In 1987, five minute rule, which means data accessed for every 5 or less minutes are better to be in DRAM than HDD, has found. As the storage devices emerge, the rule has revisited for every decade. This paper revisits it again, in 2017.
This paper classifies storage devices in four tiers: performance, capacity, archival, and backup.
Data for latency-sensitive interactive analytics should be in the performance tier, while data for latency-insensitive batch analytics should be in the storage tier.
For state-of-the-art PCIe SSDs, the bread-even interval predicted by the five-minute rule is less than a minute.
The break-even interval between the devices are as below:
- DRAM-HDD: 5m in 1987, 5m in 1997, 1.5h in 2007, and 4h in 2017
- DRAM-SSD: 15m in 2007, 7m for read / 24m for write in 2017 (a sentence in the paper says this is only 40 seconds in 2017, confusing… Maybe for 3D XPoint like things only)
- SSD-HDD: 2.26h in 2007, 1d in 2017
Exploring the Design Space of Page Management for Multi-Tiered Memory Systems
https://www.usenix.org/conference/atc21/presentation/kim-jonghyeon
Kim, Jonghyeon, Wonkyo Choe, and Jeongseob Ahn. “Exploring the Design Space of Page Management for Multi-Tiered Memory Systems.” 2021 {USENIX} Annual Technical Conference ({USENIX}{ATC} 21). USENIX} Association, 2021.
This paper explores a better way for tiered memory management. It considers access tier of each page in addition to the access locality (whether the page is placed on the local memory or remote memory). That is, Linux uses local PMEM instead of remote DRAM, when local DRAM is full.

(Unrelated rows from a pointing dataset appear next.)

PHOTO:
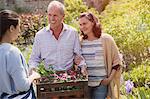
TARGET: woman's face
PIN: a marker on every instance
(86, 25)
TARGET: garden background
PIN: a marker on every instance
(128, 21)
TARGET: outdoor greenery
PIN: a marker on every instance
(128, 21)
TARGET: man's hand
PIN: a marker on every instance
(84, 71)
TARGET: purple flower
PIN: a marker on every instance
(129, 86)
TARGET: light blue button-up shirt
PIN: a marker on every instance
(13, 70)
(57, 53)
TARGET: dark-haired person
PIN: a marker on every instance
(102, 58)
(14, 80)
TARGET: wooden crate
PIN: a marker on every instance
(71, 90)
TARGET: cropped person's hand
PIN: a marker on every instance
(34, 76)
(84, 71)
(105, 81)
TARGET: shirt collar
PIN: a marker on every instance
(64, 27)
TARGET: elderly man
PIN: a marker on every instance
(58, 43)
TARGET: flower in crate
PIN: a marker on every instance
(129, 85)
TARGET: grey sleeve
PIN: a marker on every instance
(16, 70)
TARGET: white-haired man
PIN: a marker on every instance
(58, 43)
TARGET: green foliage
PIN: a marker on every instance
(137, 93)
(139, 75)
(128, 21)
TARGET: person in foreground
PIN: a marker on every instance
(57, 44)
(14, 80)
(102, 58)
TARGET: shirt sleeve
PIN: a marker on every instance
(35, 55)
(17, 71)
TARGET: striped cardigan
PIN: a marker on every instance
(111, 58)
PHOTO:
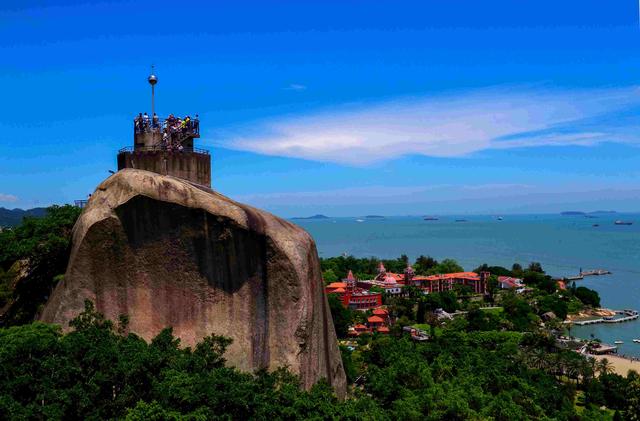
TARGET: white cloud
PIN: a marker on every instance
(295, 87)
(8, 198)
(444, 126)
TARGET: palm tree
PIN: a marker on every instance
(605, 367)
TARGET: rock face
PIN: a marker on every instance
(170, 253)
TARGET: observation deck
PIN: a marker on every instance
(165, 146)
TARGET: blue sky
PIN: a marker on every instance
(342, 108)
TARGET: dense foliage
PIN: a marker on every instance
(98, 372)
(33, 257)
(335, 268)
(497, 362)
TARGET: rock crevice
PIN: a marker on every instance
(169, 253)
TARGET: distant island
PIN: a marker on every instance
(13, 217)
(319, 216)
(581, 213)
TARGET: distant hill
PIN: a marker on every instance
(311, 217)
(13, 217)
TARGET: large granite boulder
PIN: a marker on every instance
(170, 253)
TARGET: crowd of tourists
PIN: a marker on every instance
(173, 128)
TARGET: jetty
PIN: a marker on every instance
(583, 273)
(627, 316)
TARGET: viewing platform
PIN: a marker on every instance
(166, 146)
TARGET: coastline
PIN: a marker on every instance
(589, 314)
(620, 365)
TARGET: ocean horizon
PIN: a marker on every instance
(562, 244)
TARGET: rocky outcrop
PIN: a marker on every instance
(170, 253)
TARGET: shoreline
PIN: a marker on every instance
(620, 365)
(590, 314)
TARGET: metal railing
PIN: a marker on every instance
(161, 148)
(142, 125)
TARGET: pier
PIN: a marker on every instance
(582, 274)
(628, 315)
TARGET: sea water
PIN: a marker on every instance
(562, 244)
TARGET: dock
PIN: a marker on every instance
(583, 273)
(628, 315)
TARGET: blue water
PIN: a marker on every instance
(563, 244)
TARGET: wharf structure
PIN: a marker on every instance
(627, 316)
(166, 146)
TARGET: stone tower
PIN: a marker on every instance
(166, 146)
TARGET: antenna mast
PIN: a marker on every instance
(153, 79)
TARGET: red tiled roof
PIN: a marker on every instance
(457, 275)
(375, 319)
(396, 276)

This paper says it should use remote DRAM instead in the case, as remote DRAM is faster than local PMEM. Based on the finding, the authors proposes their new page placement scheme, which uses AutoNUMA facility to check access frequency and do demotion/promotion proactively. The authors says it achieves 3.5x speedup compared to Intel’s recent approach, which Huang Ying is doing.
For the evaluation, the authors has used graph500, SpecACCEL, GraphMat, and Liblinear.